Headline inflation may have come down over the past year, but consumers’ expectations about future inflation have not. In fact, five-year expected inflation has been inching up rather than down in recent months, according to the University of Michigan consumer survey.
The median expectation is that inflation will run at a 3.1% annualized pace over the next five years; you have to go back to 2008 to find a higher reading. The mean expectation, which skews higher, is the highest it’s been since the mid-1990s.
Such expectations are a source of worry to many, on the theory that they are self-fulfilling: If consumers expect high inflation, the argument goes, they will behave in ways that accelerate the pace of inflation. If the U.S. Federal Reserve at its mid-June meeting decides to hike interest rates rather than hit the “pause” button, one of the big culprits may be consumers’ stubbornly-high inflation expectations.
The historical support for this theory is surprisingly weak, however. More often than not over the past several decades, consumers’ inflation expectations were a contrarian indicator, with subsequent five-year inflation below average when expectations were above average, and vice versa.
This inverse relationship is illustrated in the chart above. For each month, I compared actual inflation over the subsequent five years with what consumers were expecting at the beginning of that five-year period. The chart plots the correlation coefficient for the trailing 60 months. Positive readings indicate that expected and actual inflation moved up and down in synch with each other over the trailing five years, while negative readings indicate that the two moved inversely.

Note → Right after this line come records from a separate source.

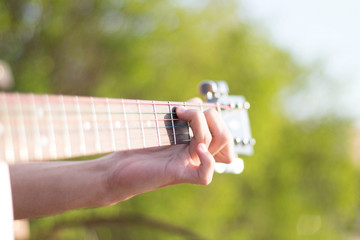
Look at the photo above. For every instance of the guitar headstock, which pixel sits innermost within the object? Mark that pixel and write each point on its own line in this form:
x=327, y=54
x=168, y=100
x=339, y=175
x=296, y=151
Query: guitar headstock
x=234, y=111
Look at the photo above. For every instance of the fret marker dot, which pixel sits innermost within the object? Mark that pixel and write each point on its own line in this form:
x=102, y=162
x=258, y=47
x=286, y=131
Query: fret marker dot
x=87, y=126
x=117, y=124
x=148, y=123
x=40, y=113
x=44, y=141
x=38, y=152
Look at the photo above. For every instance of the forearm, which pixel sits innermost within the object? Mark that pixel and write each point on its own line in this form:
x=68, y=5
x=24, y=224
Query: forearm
x=45, y=188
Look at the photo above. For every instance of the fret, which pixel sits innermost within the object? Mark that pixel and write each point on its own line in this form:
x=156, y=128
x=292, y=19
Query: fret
x=111, y=125
x=9, y=150
x=88, y=125
x=24, y=150
x=81, y=127
x=126, y=124
x=157, y=124
x=68, y=151
x=38, y=143
x=141, y=123
x=172, y=122
x=53, y=146
x=98, y=146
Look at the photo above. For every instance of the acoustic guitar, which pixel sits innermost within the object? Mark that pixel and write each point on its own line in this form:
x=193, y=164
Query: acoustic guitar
x=50, y=127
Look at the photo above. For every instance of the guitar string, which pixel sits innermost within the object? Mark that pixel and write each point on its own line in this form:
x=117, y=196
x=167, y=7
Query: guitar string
x=9, y=97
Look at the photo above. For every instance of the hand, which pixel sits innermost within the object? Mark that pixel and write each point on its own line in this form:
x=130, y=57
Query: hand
x=135, y=172
x=44, y=188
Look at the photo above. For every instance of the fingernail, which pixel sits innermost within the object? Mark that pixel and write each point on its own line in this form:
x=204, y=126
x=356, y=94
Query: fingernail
x=180, y=109
x=203, y=147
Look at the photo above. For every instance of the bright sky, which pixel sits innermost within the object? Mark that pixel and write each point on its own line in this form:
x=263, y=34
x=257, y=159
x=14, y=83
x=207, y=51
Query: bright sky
x=322, y=30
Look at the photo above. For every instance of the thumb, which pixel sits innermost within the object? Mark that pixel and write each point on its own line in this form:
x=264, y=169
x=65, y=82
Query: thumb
x=205, y=170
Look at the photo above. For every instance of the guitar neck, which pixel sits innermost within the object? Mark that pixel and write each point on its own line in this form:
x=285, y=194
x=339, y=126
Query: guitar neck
x=46, y=127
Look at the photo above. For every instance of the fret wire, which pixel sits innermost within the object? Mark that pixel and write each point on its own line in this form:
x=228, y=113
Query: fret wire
x=53, y=148
x=9, y=149
x=141, y=123
x=81, y=127
x=24, y=151
x=98, y=145
x=172, y=123
x=157, y=123
x=126, y=125
x=68, y=150
x=111, y=125
x=38, y=148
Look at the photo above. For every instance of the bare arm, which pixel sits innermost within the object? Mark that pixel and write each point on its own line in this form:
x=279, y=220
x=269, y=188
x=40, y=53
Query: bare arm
x=46, y=188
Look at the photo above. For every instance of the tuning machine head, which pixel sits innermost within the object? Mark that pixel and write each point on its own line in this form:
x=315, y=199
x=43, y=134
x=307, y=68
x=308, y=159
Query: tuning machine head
x=213, y=90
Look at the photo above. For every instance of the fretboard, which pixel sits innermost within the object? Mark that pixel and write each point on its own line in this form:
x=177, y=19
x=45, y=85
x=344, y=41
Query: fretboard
x=45, y=127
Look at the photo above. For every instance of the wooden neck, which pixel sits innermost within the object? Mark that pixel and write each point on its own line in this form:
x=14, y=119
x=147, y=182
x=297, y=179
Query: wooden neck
x=45, y=127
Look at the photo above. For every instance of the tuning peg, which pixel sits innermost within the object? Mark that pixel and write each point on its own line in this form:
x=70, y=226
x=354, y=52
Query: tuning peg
x=213, y=90
x=236, y=167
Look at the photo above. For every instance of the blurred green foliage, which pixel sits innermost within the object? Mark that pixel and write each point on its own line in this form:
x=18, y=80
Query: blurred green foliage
x=300, y=184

Notice that the last time the correlation coefficient was significantly positive was the mid-1990s. Since then it has been almost universally negative, and has reached its most negative reading over the most recent five-year period. While it would be going too far to conclude from this that we (or the Fed) should celebrate consumers’ stubbornly-high inflation expectations, these results at a minimum suggest that they shouldn’t necessarily be taken at face value.
Which inflation model has the best record?
If consumer expectations don’t do a good job forecasting inflation, does anything have a better record predicting inflation over the subsequent five years? I tested several other models, including:
- The 5-year breakeven inflation rate (the difference between the yields on nominal 5-year Treasurys and the 5-year TIPS)
- The short- and long-term inflation projections from the Survey of Professional Forecasters conducted quarterly by the Philadelphia Federal Reserve
- The inflation expectations model maintained by the Cleveland Federal Reserve
I tested each of these since 2003, which is the earliest year for which data are available for all three models. The only one with a statistically significant correlation was the Cleveland Fed model.
Its current projection is that inflation over the next five years will run at a 2.2% annualized pace. That may be close enough to the Fed’s stated inflation target of 2% to enable central bankers to not raise rates at its June meeting.